Et pourtant, si. Comme l’explique le maître de conférences au Laboratoire eau, environnement et systèmes urbains :

« Les stations font d’abord un dégrillage de l’eau pour évacuer tous les macrodéchets. » Et les mégots, ainsi que tous les autres détritus pêchés (résidus de plastique, cotons-tiges, etc.), finissent alors brûlés ou dans un centre d’enfouissement des déchets.

Les choses se compliquent en cas de grosse averse. « Lorsqu’une grande masse d’eau arrive, le surplus est stocké dans des cuves. Mais une fois ces ouvrages saturés, le trop-plein est directement déversé dans les cours d’eau. » À Paris, ces eaux non-traitées se retrouvent dans la Seine. Et les mégots avec.

Il faut donc que, parvenu à ce point de son aventure, le mégot cumule deux facteurs : échapper au dégrillage et subir une très forte averse.

Bon. Admettons.

Les eaux de pluie – chargées des détritus amassés – sont déversées dans les cours d’eau généralement sans être traitées.

Attention, c’est ici que le drame se joue :

Et une fois que les mégots plongent dans un cours d’eau, aucun filtre n’entrave leur course jusqu’à l’océan.

Ce mégot pollueur des océans

Il s’ensuit alors une terrible pollution : le mégot crée une sorte d’infusion de nicotine dans l’océan, de sorte que les poissons deviennent des fumeurs passifs comme l’indique l’intertitre du Monde :

Poissons et micro-organismes aquatiques, fumeurs passifs

Une étude européenne a prouvé que la teneur en nicotine de l’eau de l’océan est toxique pour les organismes aquatiques.

Vous vous demandez probablement comment on sait que la teneur toxique dans l’océan est bien la même que celle proposée dans l’étude. Les chercheurs ont étudié la question.

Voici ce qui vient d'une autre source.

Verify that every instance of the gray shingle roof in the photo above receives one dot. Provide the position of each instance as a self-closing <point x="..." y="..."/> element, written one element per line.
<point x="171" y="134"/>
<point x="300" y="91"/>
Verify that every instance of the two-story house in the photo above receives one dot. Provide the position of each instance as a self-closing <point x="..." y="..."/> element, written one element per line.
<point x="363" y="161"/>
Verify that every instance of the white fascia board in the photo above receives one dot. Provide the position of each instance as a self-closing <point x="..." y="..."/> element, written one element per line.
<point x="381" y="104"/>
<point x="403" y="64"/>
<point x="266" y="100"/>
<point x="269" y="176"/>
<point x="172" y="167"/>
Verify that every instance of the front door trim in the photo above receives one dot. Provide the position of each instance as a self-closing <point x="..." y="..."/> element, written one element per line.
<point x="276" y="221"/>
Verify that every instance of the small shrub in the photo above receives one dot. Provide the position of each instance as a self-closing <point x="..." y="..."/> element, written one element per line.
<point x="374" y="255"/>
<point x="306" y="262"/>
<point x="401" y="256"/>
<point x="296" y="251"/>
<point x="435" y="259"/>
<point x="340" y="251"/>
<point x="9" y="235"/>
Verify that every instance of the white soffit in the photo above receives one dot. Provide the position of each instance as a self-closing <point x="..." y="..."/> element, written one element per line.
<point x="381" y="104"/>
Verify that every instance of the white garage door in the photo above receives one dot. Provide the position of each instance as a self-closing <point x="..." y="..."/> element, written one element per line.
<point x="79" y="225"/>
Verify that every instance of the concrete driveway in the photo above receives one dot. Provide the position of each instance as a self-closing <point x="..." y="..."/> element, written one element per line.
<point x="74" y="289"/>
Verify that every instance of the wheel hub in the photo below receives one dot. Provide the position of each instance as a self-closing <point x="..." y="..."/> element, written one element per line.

Un seul mégot de cigarette peut suffire à décimer la moitié d’une population de poissons nageant dans un litre d’eau.

Évidemment, les résultats de l’étude semblent moins probants que prévu puisqu’on lit, après seulement sept lignes, que :

les analyses menées, dont la liste a été établie sur la base de la bibliographie scientifique réalisée, n’ont pas permis de boucler le bilan de masse de façon aussi satisfaisante qu’espérée, mettant ainsi en avant la complexité de la matrice étudiée.

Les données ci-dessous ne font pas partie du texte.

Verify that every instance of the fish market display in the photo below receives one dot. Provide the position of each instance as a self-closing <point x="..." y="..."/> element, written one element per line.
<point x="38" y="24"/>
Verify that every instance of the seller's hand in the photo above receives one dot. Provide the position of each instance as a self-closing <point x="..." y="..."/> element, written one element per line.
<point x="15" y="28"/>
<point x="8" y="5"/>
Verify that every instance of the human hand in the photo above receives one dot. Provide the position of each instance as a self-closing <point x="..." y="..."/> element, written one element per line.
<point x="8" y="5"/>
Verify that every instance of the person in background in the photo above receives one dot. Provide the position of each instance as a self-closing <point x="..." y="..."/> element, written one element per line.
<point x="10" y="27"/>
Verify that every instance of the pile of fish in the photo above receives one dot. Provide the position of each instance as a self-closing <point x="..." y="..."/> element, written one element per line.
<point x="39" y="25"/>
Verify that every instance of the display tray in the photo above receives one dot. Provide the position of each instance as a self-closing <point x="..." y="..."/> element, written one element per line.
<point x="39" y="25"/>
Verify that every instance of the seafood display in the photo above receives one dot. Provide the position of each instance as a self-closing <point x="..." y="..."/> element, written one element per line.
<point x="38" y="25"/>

Mais ce n’est pas grave : puisqu’on a décidé que la réalité devrait coller à la théorie (fumeuse) pré-établie, les chiffres, on s’en fiche ! La science est maintenant affaire d’espoir, comme cela est indiqué…

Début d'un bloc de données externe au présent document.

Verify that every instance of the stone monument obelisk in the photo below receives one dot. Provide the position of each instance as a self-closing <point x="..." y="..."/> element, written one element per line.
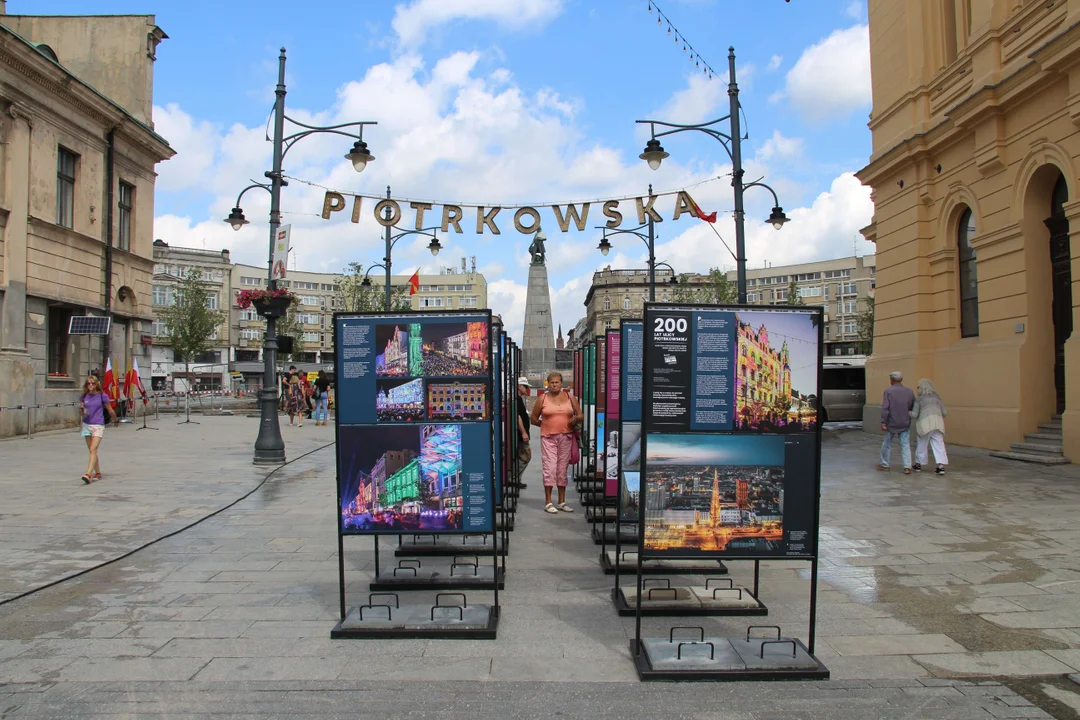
<point x="538" y="343"/>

Tiens et puis tant qu’à faire, l’étude a aussi pensé à tester la toxicité des mégots sur les vers de terre. Et comme les bougres ne voulaient pas mourir à J+7 dans une terre avec 0,6% de mégots, ni même dans une terre avec 1,6% de mégots, on les a ensevelis dans une terre à… 25% de mégots, ce qui a, ô surprise, bien tué 100% des vers de terre. Vous serez sans doute aussi surpris d’apprendre que les laitues poussent moins vite dans un substrat de mégots.

C’est sûr, avec ce genre d’étude, le grand public sera convaincu de la nécessité d’éradiquer les fumeurs et leur mégots, pour le plus grand bonheur des tortues et de chercheurs bien subventionnés.

NB : cet article n’a pas pour vocation à encourager le jet sauvage, trop machinal et puni par la loi, du mégot de cigarette sur le sol. Merci de l’avoir compris.